Giovanna Paola Girardi,

residing in Madrid (Spain), represented by G. Macías Bonilla, lawyer,

applicant,

European Union Intellectual Property Office (EUIPO),

represented by A. Söder and G. Predonzani, acting as Agents,

defendant,

APPLICATION under Articles 278 and 279 TFEU seeking suspension of operation, first, of the decision of EUIPO of 14 June 2021 concerning the applicant’s capacity to act as a representative before EUIPO and, secondly, of the part of EUIPO’s Guidelines for examination of European Union trade marks relating to professional representation by Spanish lawyers (Part A, Section 5, Annex 1),

makes the following

Background to the dispute, procedure and forms of order sought by the parties

The applicant, Ms Giovanna Paola Girardi, is a lawyer at the Madrid Bar, specialising in European Union intellectual property law.

On 3 June 2021, the applicant filed an application for a declaration of invalidity of a trade mark before the European Union Intellectual Property Office (EUIPO) in the name of a client whose legal domicile is outside the European Economic Area (EEA).

By letter of 14 June 2021, EUIPO notified the applicant of an irregularity concerning her capacity to act as a representative before EUIPO (‘the contested decision’), in accordance with Article 120 of Regulation (EU) 2017/1001 of the European Parliament and of the Council of 14 June 2017 on the European Union trade mark (OJ 2017 L 154, p. 1).

According to the wording of EUIPO’s letter of 14 June 2021, in Spain, lawyers can represent only clients who have their permanent residence in the European Union. Clients who have their permanent residence outside the European Union must be represented by a duly authorised representative, in accordance with Annex 1 to Section 5 (Professional representation) of Part A (General rules) of the Guidelines for examination of European Union trade marks. Where the represented person is not resident in an EU Member State, that person may not be represented by a lawyer and must be represented by a professional agent with the title of ‘official intellectual property agent’.

On 16 June 2021, the applicant lodged a complaint against the contested decision.

On 22 June 2021, following an email sent to it by the applicant on 17 June 2021, EUIPO encouraged the applicant to present all legal arguments against the deficiency at issue in the proceedings before the competent service.

On 23 July 2021, EUIPO informed the applicant that it had contacted the Oficina Española de Patentes y Marcas (the Spanish Patent and Trade Mark Office (‘the OEPM’)) in order to confirm the contents and the continued validity of the relevant provisions of national law relating to the capacity of Spanish lawyers to act and stated that, before the OEPM had clarified the situation, EUIPO would not take any other steps or issue any other notification concerning that irregularity.

By application lodged at the Court Registry on 14 August 2021, the applicant brought an action for annulment of the contested decision.

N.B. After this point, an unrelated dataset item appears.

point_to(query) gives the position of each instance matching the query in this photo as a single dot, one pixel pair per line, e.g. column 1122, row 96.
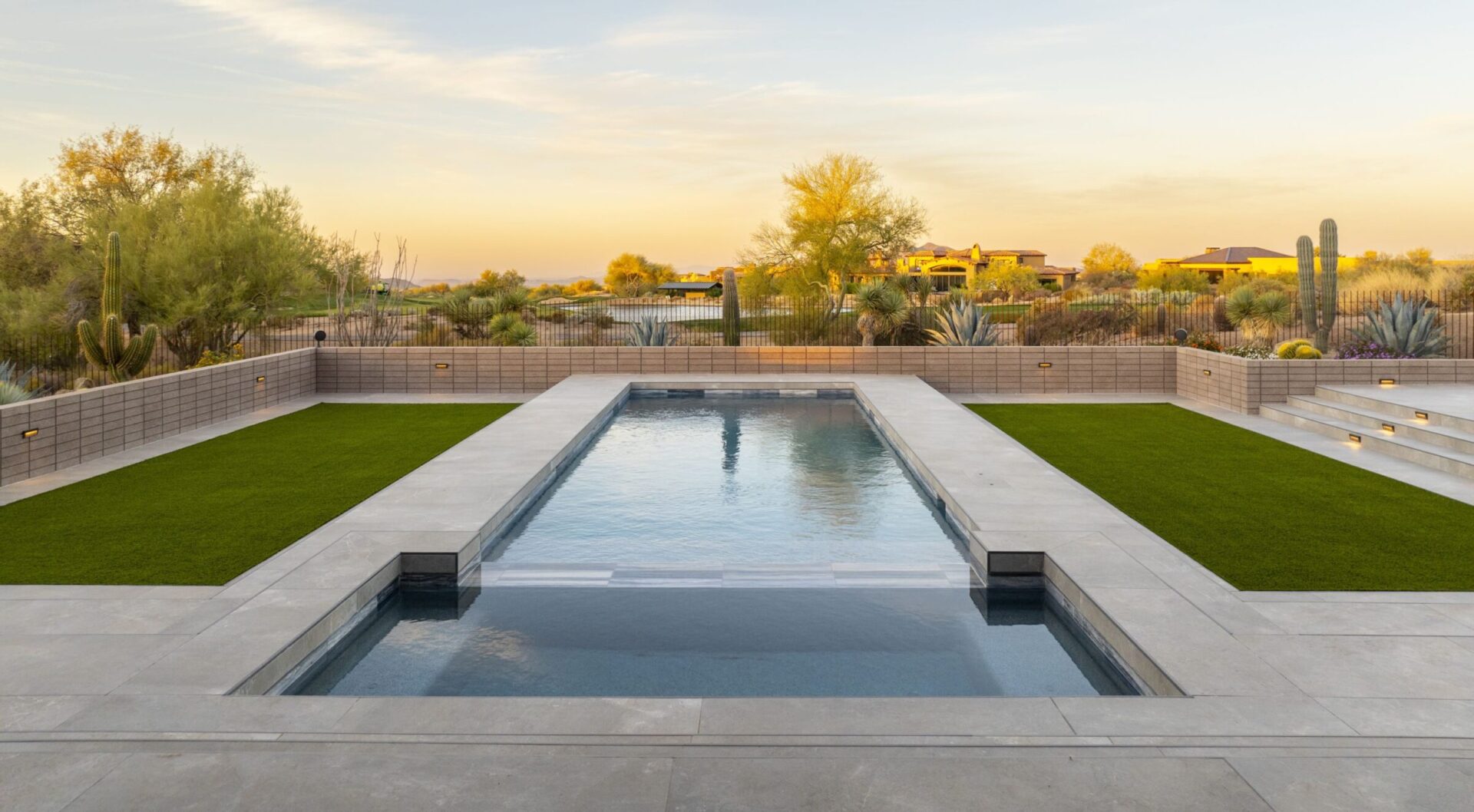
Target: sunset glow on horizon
column 552, row 137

By separate document lodged at the Court Registry on the same day, the applicant brought the present application for interim measures, in which she requests the President of the General Court to order EUIPO to suspend application of the contested decision in so far as she is concerned and not to apply the basic measure, set out in Section 5 of Part A of the Guidelines on the examination of EU trade marks, relating to professional representation by Spanish lawyers, pending delivery of the decision in the main proceedings.

In its observations on the application for interim measures, which were lodged at the Court Registry on 15 September 2021, EUIPO contends that the President of the General Court should:

dismiss the application for interim measures;

order the applicant to pay the costs.

By document lodged at the Court Registry on 5 October 2021, the applicant submitted new evidence.

On 18 October 2021, EUIPO lodged its observations on the new evidence submitted by the applicant.

Law

It is apparent from reading Articles 278 and 279 TFEU together with Article 256(1) TFEU that the judge hearing an application for interim measures may, if he considers that the circumstances so require, order that the operation of a measure challenged before the General Court be suspended or prescribe any necessary interim measures, pursuant to Article 156 of the Rules of Procedure of the General Court. Nevertheless, Article 278 TFEU establishes the principle that actions do not have suspensory effect, since acts adopted by the institutions of the European Union are presumed to be lawful. It is therefore only exceptionally that the judge hearing an application for interim measures may order the suspension of operation of an act challenged before the General Court or prescribe any interim measures (see order of 19 July 2016, Belgium v Commission, T‑131/16 R, EU:T:2016:427, paragraph 12 and the case-law cited).

The first sentence of Article 156(4) of the Rules of Procedure provides that applications for interim measures must state ‘the subject matter of the proceedings, the circumstances giving rise to urgency and the pleas of fact and law establishing a prima facie case for the interim measures applied for’.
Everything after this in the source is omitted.